A masterpiece... Selby Jr's finest5
This is simply one of the most powerful, compelling and complete novels I've ever read. A classic manifestation of one of the basic tenets of fiction writing - that which states that character equals plot - Hubert Selby Jr.'s The Demon is indeed a train ride to hell, as the book's principal character, Harry, and, specifically, his insurmountable battle with an inner demon drive him to complete and utter doom...

And how. Along the way, the reader is 'treated' to Harry's exploits, which include adultery, rape and murder, and despite the shocking, unpleasant nature of these actions and the way they are described, every sentence is horrifyingly believable. As a result, it is impossible to put this book down permanently.

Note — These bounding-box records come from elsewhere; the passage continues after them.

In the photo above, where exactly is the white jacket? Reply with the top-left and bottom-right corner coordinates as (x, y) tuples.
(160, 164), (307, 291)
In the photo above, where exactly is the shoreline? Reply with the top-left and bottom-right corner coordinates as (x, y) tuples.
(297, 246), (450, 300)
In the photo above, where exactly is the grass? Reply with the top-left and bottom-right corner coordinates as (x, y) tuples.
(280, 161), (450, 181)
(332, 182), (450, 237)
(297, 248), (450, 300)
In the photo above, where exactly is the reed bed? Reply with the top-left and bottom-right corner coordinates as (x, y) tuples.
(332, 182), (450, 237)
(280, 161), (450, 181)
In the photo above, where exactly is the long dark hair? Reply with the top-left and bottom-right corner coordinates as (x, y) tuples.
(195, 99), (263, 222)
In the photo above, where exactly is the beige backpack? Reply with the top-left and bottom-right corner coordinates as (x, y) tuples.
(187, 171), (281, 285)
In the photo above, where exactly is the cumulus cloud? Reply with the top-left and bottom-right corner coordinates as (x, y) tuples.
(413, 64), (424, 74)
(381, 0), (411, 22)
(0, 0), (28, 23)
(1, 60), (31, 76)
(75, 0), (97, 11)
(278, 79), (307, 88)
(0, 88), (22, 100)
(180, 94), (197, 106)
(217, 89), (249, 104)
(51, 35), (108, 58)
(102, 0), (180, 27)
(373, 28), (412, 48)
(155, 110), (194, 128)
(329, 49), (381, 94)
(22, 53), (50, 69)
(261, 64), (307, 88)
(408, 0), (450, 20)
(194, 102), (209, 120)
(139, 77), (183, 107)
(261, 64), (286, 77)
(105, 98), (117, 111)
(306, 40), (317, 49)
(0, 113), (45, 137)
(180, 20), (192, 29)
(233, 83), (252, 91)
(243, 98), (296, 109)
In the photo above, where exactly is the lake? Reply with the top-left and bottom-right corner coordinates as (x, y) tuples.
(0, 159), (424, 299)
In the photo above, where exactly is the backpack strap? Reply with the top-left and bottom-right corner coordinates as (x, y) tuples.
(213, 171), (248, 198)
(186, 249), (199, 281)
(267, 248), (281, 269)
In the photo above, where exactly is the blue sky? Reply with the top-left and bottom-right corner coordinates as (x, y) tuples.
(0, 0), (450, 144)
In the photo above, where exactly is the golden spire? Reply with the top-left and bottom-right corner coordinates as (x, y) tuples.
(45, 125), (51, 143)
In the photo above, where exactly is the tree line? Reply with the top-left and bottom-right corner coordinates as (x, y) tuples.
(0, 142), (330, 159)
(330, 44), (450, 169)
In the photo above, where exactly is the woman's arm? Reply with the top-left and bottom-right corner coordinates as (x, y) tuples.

Selby Jr., who sadly died in 2004, was best known for his landmark novel Last Exit to Brooklyn. Having read that, as well as Requiem for a Dream, and then this, I couldn't really say enough about how much I admire the man's writing. So, suffice to say The Demon is an incredible book in its own right and, in this reviewer's opinion, one that deserves to be as widely revered as Last Exit.

Matt Pucci

Sickeningly Compelling4
This book wraps itself around you like a millstone ,and drags you down and down until you can hardly breathe. What is hard to bear is that Harry, the protagonist, is initially very likeable. You can see yourself in him, in his vaguely innocent actions, in his humour, and in his success.

Having drawn you in by association, Selby then starts to work away from this and draw you towards extremes that you can't imagine doing. Because you can initially associate with Harry, and his chains of thought, you go along with it without judging him. But as you get deeper in, you wonder at which point you lose touch with him, at which point you'd say no. You greet his occasional steps toward virtue with gleeful hope that you are correct, that underneath he is a good guy, a hope that is dashed remorselessly again and again.

Selby is utterly disconcerting in depicting what modern people think they want, without having the nerve to act upon it.He then wrenches this belief apart by extrapolating the actions of someone who is prepared to act upon them, and who gets caught up in them to the extent that he cannot escape them.

all aboard... hell time5
Harry has everything a man could wish for. Good looks, nice house, loving wife, well-paid job. But for Harry... it's not enough. He wants more. Much more. And his 'hobbies' are accelerating fast. Lunchtime affairs, robbery, fraud. Now murder...

Selby Jnr's third book plumbs the underbelly of human discontent, and explores a scenario where the side effects of material wealth are beyond abhorrent. Prepare to be lead to a dark hole where values have shifted, and man has become a bored and dangerous animal on the prowl through the city for ever more murderous thrills.

This is a disturbing study into the human condition, a modern-day parable of one man's descent into the madness of his own private hell. The prose is breathtaking. Fast to the point of panic-stricken. Selby pulls you by the scruff of the neck into this nightmare ride, as menacingly as a pack of deranged street-robbers working through a pre-Giuliani subway train, frisking your senses with a sharp switchblade. Enjoy the journey.